Ways to Switch It Up
- Swap the chicken for chickpeas for a vegetarian-friendly option.
- Use brown rice or farro if you prefer a heartier grain.
- Add kalamata olives for a salty, Mediterranean punch.
- Replace tzatziki with a scoop of creamy hummus instead.
Common Questions
Can I make this recipe ahead of time?
Yes, this is one of my favorite meal prep recipes. The flavors actually meld together even better the next day. Just keep the dressing or sauce separate until serving.
Is this recipe gluten-free?
It certainly is! Quinoa is a naturally gluten-free seed that acts like a grain. Just ensure your chicken broth is certified gluten-free as well.
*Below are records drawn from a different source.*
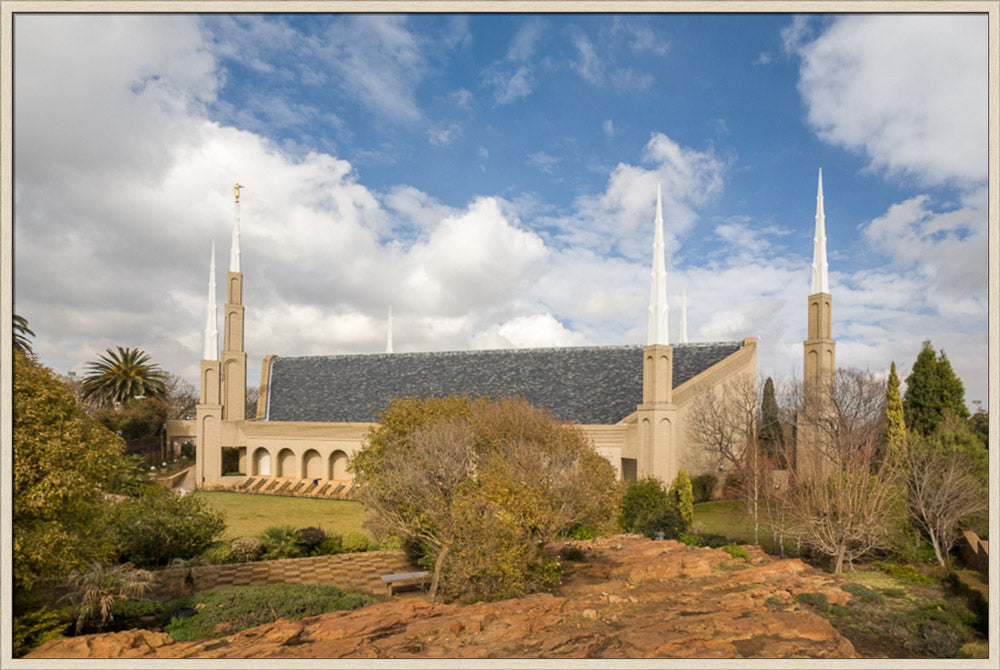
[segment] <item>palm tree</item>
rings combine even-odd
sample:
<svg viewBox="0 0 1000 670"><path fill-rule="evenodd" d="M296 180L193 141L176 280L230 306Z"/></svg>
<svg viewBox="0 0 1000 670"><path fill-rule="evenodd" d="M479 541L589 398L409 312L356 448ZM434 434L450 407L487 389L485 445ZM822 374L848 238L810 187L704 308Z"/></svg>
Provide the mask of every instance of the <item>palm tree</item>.
<svg viewBox="0 0 1000 670"><path fill-rule="evenodd" d="M117 406L132 398L162 398L166 374L149 362L141 349L108 349L99 360L88 363L90 373L83 380L83 397L98 406Z"/></svg>
<svg viewBox="0 0 1000 670"><path fill-rule="evenodd" d="M34 353L31 350L31 343L28 342L28 335L34 337L35 334L28 328L28 320L23 316L14 315L14 348L20 349L26 354Z"/></svg>

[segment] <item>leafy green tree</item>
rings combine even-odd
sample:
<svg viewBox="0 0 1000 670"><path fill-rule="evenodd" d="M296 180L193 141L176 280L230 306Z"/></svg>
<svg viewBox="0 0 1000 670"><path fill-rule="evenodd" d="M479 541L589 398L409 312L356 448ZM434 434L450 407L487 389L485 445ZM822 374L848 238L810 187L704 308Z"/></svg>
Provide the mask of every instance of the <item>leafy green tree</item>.
<svg viewBox="0 0 1000 670"><path fill-rule="evenodd" d="M51 370L14 351L13 572L28 590L103 560L104 494L133 468L124 444L91 419Z"/></svg>
<svg viewBox="0 0 1000 670"><path fill-rule="evenodd" d="M432 597L523 595L558 579L546 542L607 527L614 469L576 428L519 398L394 400L351 461L378 536L433 566Z"/></svg>
<svg viewBox="0 0 1000 670"><path fill-rule="evenodd" d="M930 340L924 340L913 370L906 378L903 410L907 426L925 436L937 429L945 410L963 419L969 417L962 380L952 370L944 351L935 355Z"/></svg>
<svg viewBox="0 0 1000 670"><path fill-rule="evenodd" d="M94 418L122 439L156 437L170 415L170 405L161 398L141 398L98 410Z"/></svg>
<svg viewBox="0 0 1000 670"><path fill-rule="evenodd" d="M84 398L100 407L114 407L140 396L162 398L166 394L166 373L150 362L149 354L140 349L116 349L108 349L88 364Z"/></svg>
<svg viewBox="0 0 1000 670"><path fill-rule="evenodd" d="M23 316L15 314L13 316L13 326L14 326L14 349L18 351L23 351L26 354L34 354L31 350L31 342L28 341L28 337L34 337L35 334L31 332L28 328L28 320Z"/></svg>
<svg viewBox="0 0 1000 670"><path fill-rule="evenodd" d="M883 462L894 467L905 467L906 422L903 414L903 400L899 395L899 375L896 362L889 367L889 381L885 389L885 425L882 429L880 451Z"/></svg>
<svg viewBox="0 0 1000 670"><path fill-rule="evenodd" d="M153 586L153 575L136 570L130 564L103 565L94 563L88 570L69 576L70 592L65 598L72 603L76 617L76 633L85 626L103 628L111 622L115 603L131 600Z"/></svg>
I hope these bright bowls bring a little sunshine to your kitchen this week. They are the perfect way to feel energized and satisfied. Happy cooking!
— Katie Wood
Ingredients
- 1.5 lbs boneless skinless chicken breast, cut into 1-inch cubes
- 1 cup white quinoa, thoroughly rinsed
- 2 cups low -sodium chicken broth
- 3 tbsp extra virgin olive oil, divided
- 2 tbsp fresh lemon juice
- 1 tsp lemon zest
- 1 tsp dried oregano
- 0.5 tsp garlic powder
- 1 cup English cucumber, diced
- 1 cup cherry tomatoes, halved
- 0.25 cup red onion, finely diced
- 0.5 cup crumbled feta cheese
- 0.5 cup tzatziki sauce
- 0.5 tsp kosher salt
- 0.25 tsp black pepper
Instructions
- Combine rinsed quinoa and chicken broth in a medium saucepan over high heat. Bring to a boil, then reduce heat to low, cover, and simmer for 15 minutes or until liquid is fully absorbed.
- Remove quinoa from heat. Stir in lemon juice, lemon zest, and 1 tablespoon of olive oil. Fluff with a fork and set aside.
- In a mixing bowl, toss the cubed chicken with dried oregano, garlic powder, salt, pepper, and 1 tablespoon of olive oil until evenly coated.
- Heat the remaining 1 tablespoon of olive oil in a large non-stick skillet over medium-high heat. Add the chicken and cook for 8 to 10 minutes, stirring occasionally, until golden brown and the internal temperature reaches 165°F (74°C).
- In a separate small bowl, toss together the diced cucumber, cherry tomatoes, and red onion.
- Distribute the lemony quinoa equally among four meal prep containers or bowls. Top each with a portion of the cooked chicken, the cucumber-tomato salad, 2 tablespoons of crumbled feta, and a dollop of tzatziki sauce.